Japan Geoscience Union Meeting 2022

Presentation information

[E] Oral

P (Space and Planetary Sciences ) » P-EM Solar-Terrestrial Sciences, Space Electromagnetism & Space Environment

[P-EM10] Dynamics of Magnetosphere and Ionosphere

Thu. May 26, 2022 1:45 PM - 3:15 PM 303 (International Conference Hall, Makuhari Messe)

convener:Yuka Sato(Nippon Institute of Technology), convener:Akimasa Ieda(Institute for Space-Earth Environmental Research, Nagoya University), Akiko Fujimoto(Kyushu Institute of Technology), convener:Shun Imajo(Data Analysis Center for Geomagnetism and Space Magnetism, Graduate School of Science, Kyoto University), Chairperson:Yoshimasa Tanaka(National Institute of Polar Research), Naritoshi Kitamura(Department of Earth and Planetary Science, Graduate School of Science, The University of Tokyo)


2:55 PM - 3:10 PM

[PEM10-16] Fast Langmuir Probe observations of thermal plasmas during “SS-520-3” sounding rocket campaign in the ionospheric cusp region

*Takumi Abe1 (1.Japan Aerospace Exploration Agency Institute of Space and Astronautical Science Department of Solar System Sciences)

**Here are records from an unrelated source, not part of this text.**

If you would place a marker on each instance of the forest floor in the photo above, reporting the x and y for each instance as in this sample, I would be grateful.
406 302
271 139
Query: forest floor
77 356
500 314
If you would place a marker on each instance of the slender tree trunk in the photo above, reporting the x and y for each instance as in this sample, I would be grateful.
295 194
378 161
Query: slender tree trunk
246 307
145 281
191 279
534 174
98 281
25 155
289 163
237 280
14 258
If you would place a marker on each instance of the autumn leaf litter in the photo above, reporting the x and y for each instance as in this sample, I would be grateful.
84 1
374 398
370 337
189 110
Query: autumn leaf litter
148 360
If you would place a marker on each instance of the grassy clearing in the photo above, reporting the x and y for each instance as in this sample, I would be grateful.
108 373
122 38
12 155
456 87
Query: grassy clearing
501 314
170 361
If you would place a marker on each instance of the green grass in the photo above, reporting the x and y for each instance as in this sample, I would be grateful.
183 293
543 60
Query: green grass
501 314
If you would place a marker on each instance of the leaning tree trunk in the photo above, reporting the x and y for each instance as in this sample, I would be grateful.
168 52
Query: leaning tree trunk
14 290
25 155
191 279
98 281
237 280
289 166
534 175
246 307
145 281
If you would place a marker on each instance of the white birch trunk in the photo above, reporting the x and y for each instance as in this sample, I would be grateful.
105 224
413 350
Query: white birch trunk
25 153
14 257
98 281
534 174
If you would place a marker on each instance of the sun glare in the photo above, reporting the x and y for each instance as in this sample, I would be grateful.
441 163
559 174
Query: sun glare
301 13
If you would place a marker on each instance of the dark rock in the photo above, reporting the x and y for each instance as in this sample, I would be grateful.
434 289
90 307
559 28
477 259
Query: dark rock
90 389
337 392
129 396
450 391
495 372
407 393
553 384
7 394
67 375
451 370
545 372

Keywords:Sounding rocket, Ionospheric cusp, Langmuir Probe, Ion upflow, Plasma temperature

Sounding rocket “SS-520-3” campaign was conducted on November 4, 2021 in Svalbard, Norway. The main purpose of this rocket experiment is to elucidate the plasma acceleration/heating mechanism responsible for the ion upflow in the ionospheric cusp region using a combination of the high time resolution in-situ rocket measurements and the ground-based optical and radar observations. In this campaign, the rocket equipped with a suite of 9 science instruments was launched at 11:09:25 CET from the SvalRak launch facility at Ny-Ålesund after confirming that the rocket would traverse a region of the ion upflow. In this presentation, we will focus on observations of thermal plasmas by FLP (Fast Langmuir Probe) instrument onboard the rocket.

The stainless probe adopted to the FLP is a cylindrical shape with a length of 200 mm and a diameter of 3 mm and was deployed into a direction vertical to the rocket spin axis during the rocket flight. The probe is directly biased by a triangular voltage with amplitude of 4 V with respect to the rocket potential and a period of 100 msec so as to provide the current-voltage relationship. A current incident to the probe was sampled with a rate of 6400 Hz and amplified by two different gains (low and high) so that it can measure in a wide range of the plasma density. In order to measure the ion current as well as the electron current, the amplifier has an offset voltage of +0.5 V; a positive (> 0.5V) voltage means the electron current while a negative one does the ion current. The calibration signal is obtained by switching the input from the probe to the resistance once every 30 seconds. The electron temperature and number density can be derived from a relationship between the incident current versus voltage applied to the probe.

Initial results from the preliminary analysis of FLP data are summarized as follows: The FLP successfully made its measurement during both upleg and downleg of the rocket flight, which results in the estimation of the local electron temperature and density. The observed electron density is larger than the predicted value, which suggests a possible traverse of the rocket through a region of the electron precipitation. The probe current may contain information on electron density perturbation because a small-scale (< 10 msec) variation in the electron current was observed. It seems that the degree of negative charging of the rocket increased with altitude, which cannot be explained by plasma density variation alone. Both a ratio of electron to ion random currents and a floating potential of the rocket significantly changed with altitude, which may be attributed to a change in a ratio of electron to ion temperature. This will be further analyzed by connecting with the ion heating that would play an inherent role in the ion upflow.
In this presentation, we give a report on the preliminary analysis of the thermal plasma measurements by FLP in more detail.